Paris Yellow Vests protest

« Méfiance », « illégitimité », « élus corrompus »… Une enquête révèle le profond malaise des Français vis-à-vis du monde politique

L’édition 2025 du baromètre de la confiance politique du Cevipof illustre l’érosion très importante du crédit qu’accordent les Français à leurs responsables politiques. La dégradation des différents indicateurs de confiance au cours de l’année écoulée est notamment imputable à la dissolution et à l’instabilité politique qui en a découlé. Au point de nourrir une forme de désintérêt pour la démocratie. Désormais, 73% des Français réclament « un vrai chef en France pour remettre de l’ordre ».
Romain David

Temps de lecture :

9 min

Publié le

Mis à jour le

« Méfiance », « lassitude » et « morosité ». Voilà les termes qui dominent lorsque l’on interroge les Français sur leur état d’esprit actuel. Ce ressenti a progressé de 4 à 7 % au cours de l’année écoulée, selon le baromètre annuel de la confiance politique, réalisé par l’institut OpinionWay pour le Centre de recherches politiques de Sciences Po (Cevipof), et publié ce mardi 11 février. L’originalité de cette enquête est de comparer le ressenti des Français à celui de leurs voisins allemands et italiens. Pour la première fois cette année, des données récoltées aux Pays-Bas ont également été intégrées à cette étude et permettent d’élargir la comparaison.

Il en ressort un net « désarroi démocratique » exprimé par les Français, selon la formule du Cevipof. Au terme d’une année de crise politique et budgétaire inédite, la France se distingue par un pessimisme très marqué au regard des autres pays européens testés dans ce baromètre. « Cette enquête annuelle de référence révèle un profond malaise au sein de l’opinion publique française vis-à-vis de la politique et de ses représentants. Avec un niveau de confiance au plus bas, les chiffres mettent en évidence une crise de légitimité et une désaffection marquée à l’égard des institutions démocratiques », indique le Cevipof.

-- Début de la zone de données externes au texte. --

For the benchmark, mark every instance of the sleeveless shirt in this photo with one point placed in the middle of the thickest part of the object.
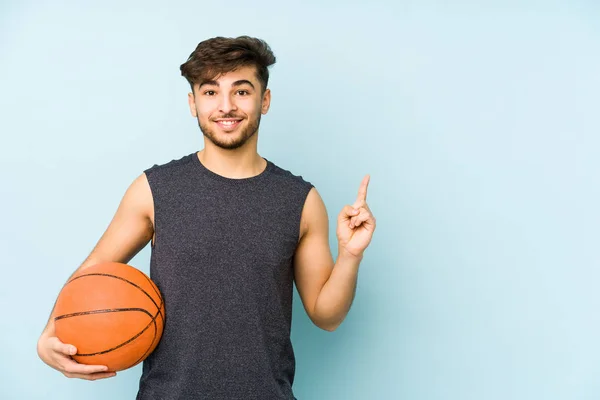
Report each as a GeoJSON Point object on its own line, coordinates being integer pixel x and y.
{"type": "Point", "coordinates": [222, 259]}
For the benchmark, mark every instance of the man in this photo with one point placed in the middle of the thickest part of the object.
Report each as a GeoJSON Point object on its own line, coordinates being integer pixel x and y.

Le sentiment de méfiance domine désormais chez 45 % des Français, contre 38 % il y a un an, alors qu’il n’a progressé que d’un point en Allemagne (25 %), et baissé de deux points en Italie (31 %). Il n’est que de 16 % aux Pays-Bas. Le sentiment de lassitude, à 40 % en France (+ 4 points), chute à 31 % en Italie (-5 points) et 15 % en Allemagne (-1 point). Il ne dépasse pas les 13 % chez les Néerlandais. « A contrario, seuls 15 % des Français ressentent du bien-être, 14 % de la sérénité, et 13 % de la confiance. Ces chiffres contrastent avec ceux de l’Italie et de l’Allemagne, où la sérénité est respectivement ressentie par 26 % et 33 % des citoyens », note le Centre de recherches politiques de Sciences Po.

La situation politique actuelle, issue de la dissolution, est principalement génératrice d’inquiétude (80 % des sondés), de colère (68 %) et de confusion (67 %).

Une crise de la confiance

74 % des Français interrogés indiquent ne pas avoir confiance dans la politique (+ 4 points). Là encore, l’écart se creuse avec nos voisins : 61 % des Italiens ne croient pas en la politique (-5 points) contre 57 % des Néerlandais et 53 % des Allemands (-2 points). Les termes « méfiances » et « dégoût » l’emportent lorsque l’on interroge les personnes sondées sur leur rapport à la politique (respectivement à 37 % et 26 %). Inversement, seuls 3 % des Français parlent de « respect » et 1 % « d’enthousiasme ». Ils sont 83 % à considérer que les responsables politiques, en général, ne tiennent pas compte de leur avis.

« Cette crise de confiance est très profonde. Elle vient d’un pays qui s’interroge sur lui-même. La France a du mal à regarder vers l’avenir, à se projeter sur ce qu’elle sera dans 20 ou 50 ans. Ce pays, tiraillé par des fractures, des questionnements profonds, identitaires, n’a plus confiance en ces responsables politiques pour gérer la situation et proposer des solutions », réagit auprès de Public Sénat le sénateur de Paris Bernard Jomier (Place publique).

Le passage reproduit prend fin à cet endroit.